Berlin Das Krisenmanagement braucht eine Kurskorrektur, die Krisenkommunikation erst recht. Bundeskanzlerin Angela Merkel und die Ministerpräsidenten der Länder, die an diesem Mittwoch zum wiederholten Male konferieren, sind im Kampf gegen das Coronavirus zuletzt falsch abgebogen.

Sicher, beim Fahren auf Sicht passieren Fehler. Sie sollten sich aber, wie beim Beherbergungsverbot geschehen, nicht wiederholen. Zu Beginn der Pandemie wurden EU-Staaten alleingelassen und Grenzen geschlossen, obwohl sie das Virus auf Dauer nicht aufhalten. Danach versprach man einander, die europäische Gemeinschaft nicht wieder leichtfertig aufs Spiel zu setzen – und bedient sich nun im Inland ähnlicher Abschottungsmechanismen. Davon abgesehen, dass Virologen die innerdeutsche Reisetätigkeit bisher nicht als Infektionstreiber sehen und ökonomische Schäden drohen: Die Stigmatisierung von Regionen, Stadtbewohnern oder nach Erholung lechzenden Urlaubsfamilien kann nicht der Weg sein. Das zerstört den Gemeinsinn, ohne den der Lage nicht Herr zu werden ist: We’re in this together!.

Natürlich erzeugt die Pandemie bittere Ungleichheiten, da sie ländliche Räume tendenziell weniger trifft als Städte oder jüngere Infizierte eher auf milde Verläufe hoffen können. Statt Unterschiede zu betonen, sollten Verantwortliche alles daran setzen, ihre Auswirkungen zu begrenzen.

Das Schutzbedürfnis bisher verschonter Gegenden ist legitim. Es bleibt richtig, den Härtegrad der Einschränkungen auch am Infektionsgeschehen vor Ort auszurichten. Nur rechtfertigt das nicht das Ende der Bewegungsfreiheit oder das Verschleudern von Tests für gesunde Personen. Die allgemeinen Vorsichtsregeln – Abstand, Hygiene, Alltagsmaske und Warn-App – sollten auch hier der Maßstab sein. Wer sie befolgt und Stadtkindern ein Wochenende in der Natur gönnt, fügt der Gesellschaft keinen Schaden zu, er tut ihr einen Gefallen. Die Trennlinie verläuft nicht entlang von Länder- oder Kreisgrenzen, sondern, wenn überhaupt, zwischen Vernünftigen und Unvernünftigen.

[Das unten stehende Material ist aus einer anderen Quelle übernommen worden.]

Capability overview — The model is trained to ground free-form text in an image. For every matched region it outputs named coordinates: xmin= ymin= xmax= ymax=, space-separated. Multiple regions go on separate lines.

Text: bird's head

Auch Letztere werden gebraucht, wie auch Junge und Alte gebraucht werden. Diese Differenzierung hat Kanzlerin Merkel zuletzt ebenfalls vermissen lassen. Ihr sicher gut gemeinter Appell an die Jugend vom Ende vergangener Woche hatte ebenfalls etwas Spalterisches – er ignorierte, dass eine sehr große Zahl junger Leute derzeit eben nicht ungehemmt feiert, sondern mit bewundernswerter Gelassenheit die neue Situation annimmt, während sich gerade unter den etwas Älteren diejenigen finden, die von Corona-Diktatur sprechen.

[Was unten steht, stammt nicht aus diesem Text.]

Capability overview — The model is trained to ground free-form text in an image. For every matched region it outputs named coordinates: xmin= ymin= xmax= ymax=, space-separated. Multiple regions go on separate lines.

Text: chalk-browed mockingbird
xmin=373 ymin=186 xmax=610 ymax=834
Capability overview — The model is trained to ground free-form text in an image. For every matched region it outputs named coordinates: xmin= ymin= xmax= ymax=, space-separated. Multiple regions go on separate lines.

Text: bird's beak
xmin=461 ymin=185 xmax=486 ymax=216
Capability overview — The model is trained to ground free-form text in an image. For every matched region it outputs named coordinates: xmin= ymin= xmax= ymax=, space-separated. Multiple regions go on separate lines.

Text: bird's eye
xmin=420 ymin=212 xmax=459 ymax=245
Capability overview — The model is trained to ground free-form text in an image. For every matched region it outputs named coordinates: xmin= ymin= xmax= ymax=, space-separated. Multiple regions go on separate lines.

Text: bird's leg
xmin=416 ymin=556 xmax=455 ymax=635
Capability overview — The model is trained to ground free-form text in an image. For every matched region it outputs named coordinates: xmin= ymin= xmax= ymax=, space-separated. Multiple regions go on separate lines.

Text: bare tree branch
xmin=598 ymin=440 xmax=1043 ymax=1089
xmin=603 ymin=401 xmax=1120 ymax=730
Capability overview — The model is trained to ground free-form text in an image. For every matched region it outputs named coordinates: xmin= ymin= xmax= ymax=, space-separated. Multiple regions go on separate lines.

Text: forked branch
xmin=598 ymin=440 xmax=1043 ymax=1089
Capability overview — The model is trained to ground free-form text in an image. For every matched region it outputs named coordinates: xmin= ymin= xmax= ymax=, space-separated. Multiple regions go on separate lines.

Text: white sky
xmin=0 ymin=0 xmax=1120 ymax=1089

Kommunikative Verkürzungen und Pauschalurteile erschweren den Kampf gegen die Pandemie. Das gilt für die medizinische Seite wie für die Beschreibung der Folgen: Oberstes Ziel für den Herbst und Winter ist völlig zu Recht, einen allgemeinen Lockdown zu verhindern und prioritär Betriebe, Kitas, Schulen, Alten- sowie Pflegeheime offen zu halten. Das darf aber nicht dazu führen, dass alles andere als nachrangig beschrieben und empfunden wird. Nur wer das Gefühl hat, dass seine Anliegen und Nöte in eine politische Gesamtabwägung eingeflossen sind, wird länger anhaltende Einschränkungen zugunsten des Gesundheit mittragen.

So laufen die Regierungen Gefahr, sich auf einer pauschalen Annahme über die eigene Bevölkerung auszuruhen. Die Anti-Corona-Maßnahmen sind zu einschneidend, um die große Unterstützung dafür als dauerhaft gegeben zu betrachten. Das gilt erst recht, wenn Gruppen gegeneinander gestellt werden – so nun wieder mit dem Vorschlag längerer Weihnachtsferien, der Eltern jüngerer beziehungsweise älterer Kinder verschieden hart träfe. Merkels Ministerpräsidentenrunde muss jetzt ein Signal aussenden: Es geht nur gemeinsam.